Après avoir dit «bonjour» au juge, au début de sa courte comparution, M. Boyle n’a pas prononcé un mot.
Photo: Nathan Denette La Presse canadienne Après avoir dit «bonjour» au juge, au début de sa courte comparution, M. Boyle n’a pas prononcé un mot.

L’ex-otage canadien en Afghanistan Joshua Boyle, qui fait face à 15 chefs d’accusation, restera derrière les barreaux encore une semaine puisque l’audience sur sa libération sous caution a été reportée au 15 janvier.

M. Boyle a brièvement comparu en cour, par vidéoconférence, lundi matin depuis la prison d’Ottawa où il est en détention provisoire depuis son arrestation le 1er janvier. Ses avocats ont réclamé un délai supplémentaire d’une semaine afin de préparer son plan de libération sous caution. Une demande qui a semblé décourager quelque peu Joshua Boyle, qui est apparu à l’écran moins de trois minutes, vêtu d’une combinaison de détenu orange.

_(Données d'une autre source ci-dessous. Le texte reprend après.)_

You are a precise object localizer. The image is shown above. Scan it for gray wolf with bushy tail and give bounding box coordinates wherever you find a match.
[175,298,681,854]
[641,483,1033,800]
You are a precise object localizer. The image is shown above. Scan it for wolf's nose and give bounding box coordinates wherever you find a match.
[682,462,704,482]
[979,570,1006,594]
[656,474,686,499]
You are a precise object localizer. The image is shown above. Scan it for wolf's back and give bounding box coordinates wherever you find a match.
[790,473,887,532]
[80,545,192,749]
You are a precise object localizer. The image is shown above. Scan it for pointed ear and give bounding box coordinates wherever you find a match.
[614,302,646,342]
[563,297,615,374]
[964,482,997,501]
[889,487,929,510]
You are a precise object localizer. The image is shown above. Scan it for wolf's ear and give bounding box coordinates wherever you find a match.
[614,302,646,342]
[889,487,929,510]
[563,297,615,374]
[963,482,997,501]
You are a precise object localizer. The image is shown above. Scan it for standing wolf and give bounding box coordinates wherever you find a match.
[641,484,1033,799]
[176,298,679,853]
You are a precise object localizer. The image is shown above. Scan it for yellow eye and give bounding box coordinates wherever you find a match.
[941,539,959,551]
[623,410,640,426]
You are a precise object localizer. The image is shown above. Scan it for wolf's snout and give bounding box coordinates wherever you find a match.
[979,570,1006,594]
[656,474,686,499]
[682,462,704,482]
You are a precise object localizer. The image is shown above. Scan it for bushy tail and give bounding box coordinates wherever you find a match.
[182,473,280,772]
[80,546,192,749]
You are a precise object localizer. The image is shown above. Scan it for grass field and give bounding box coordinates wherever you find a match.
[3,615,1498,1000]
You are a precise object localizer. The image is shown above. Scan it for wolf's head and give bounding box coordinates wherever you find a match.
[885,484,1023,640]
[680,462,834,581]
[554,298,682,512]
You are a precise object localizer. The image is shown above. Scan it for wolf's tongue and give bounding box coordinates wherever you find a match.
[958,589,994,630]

Après avoir dit « bonjour » au juge, au début de sa courte comparution, M. Boyle n’a pas prononcé un mot.

Arrêté à Ottawa le 1er janvier, l’homme de 34 ans avait comparu une première fois par vidéoconférence deux jours plus tard. Sa cause avait alors été reportée à ce lundi.

La Couronne ne s’est pas opposée à ce nouveau report des procédures, mais a réclamé en revanche que les procédures préliminaires débutent. Joshua Boyle fait face à des accusations d’agression sexuelle, de voies de fait et de séquestration, de même que de menaces de mort, d’avoir « administré une substance délétère », et d’avoir induit la police en erreur.

Un interdit de publication empêche de divulguer des informations qui pourraient permettre d’identifier les victimes ou les témoins dans cette affaire.

M. Boyle et sa femme, Caitlan Coleman, qui est d’origine américaine, ont été enlevés en Afghanistan en 2012 alors qu’elle était enceinte. Ils ont été relâchés en octobre dernier avec leurs trois jeunes enfants, tous nés en captivité.

Les gestes reprochés à Joshua Boyle auraient été commis entre leur retour au pays, mi-octobre, et le 30 décembre dernier. Les accusations n’ont pas été prouvées en cour.